Stock price prediction based on hybrid CNN-LSTM model

Qinghe Zhao; Yue Hao; Xuechen Li

doi:10.54254/2755-2721/104/20241065

1. Introduction

1.1. Research Background and Significance

The stock market, as a cornerstone of modern financial systems, plays a crucial role in resource allocation, corporate financing, and economic development. Fluctuations in stock prices not only reflect a company's operational status and market expectations but are also influenced by a complex interplay of factors such as macroeconomic conditions, regulatory policies, and industry competition. Accurate forecasting of stock price movements is essential for investors to formulate rational investment strategies, mitigate risks, and achieve asset appreciation.

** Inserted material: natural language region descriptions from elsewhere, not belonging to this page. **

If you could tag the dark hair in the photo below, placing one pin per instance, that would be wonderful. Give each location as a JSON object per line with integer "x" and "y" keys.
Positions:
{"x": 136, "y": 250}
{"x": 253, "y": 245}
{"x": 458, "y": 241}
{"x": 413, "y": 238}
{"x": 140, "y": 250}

For financial institutions, precise stock price predictions can help optimize asset allocation, manage risk, and provide more valuable financial services.

However, predicting stock prices is an extremely challenging task due to the inherent complexity, uncertainty, and nonlinearity of stock markets. Traditional forecasting methods often fall short of delivering satisfactory results because of these characteristics. Fundamental analysis relies on financial statements and economic data, which may lack timeliness and fail to capture market sentiment effectively. Technical analysis primarily focuses on pattern recognition based on historical prices and trading volumes, which can be obscured by market noise and random fluctuations. Moreover, stock markets are influenced by numerous unpredictable factors such as unexpected events and sudden shifts in investor sentiment, further complicating the forecasting process[1].

1.2. Research Objectives and Issues

The primary objective of this research is to construct an efficient and accurate stock price prediction model to enhance the predictive capabilities of stock price trends, thereby providing more valuable decision support for investors and financial institutions. Current stock price prediction methods face several notable issues: Limited adaptability: Many traditional models perform well under specific market conditions or for particular stocks, but their predictive accuracy drops significantly when market environments change or when applied to different stocks.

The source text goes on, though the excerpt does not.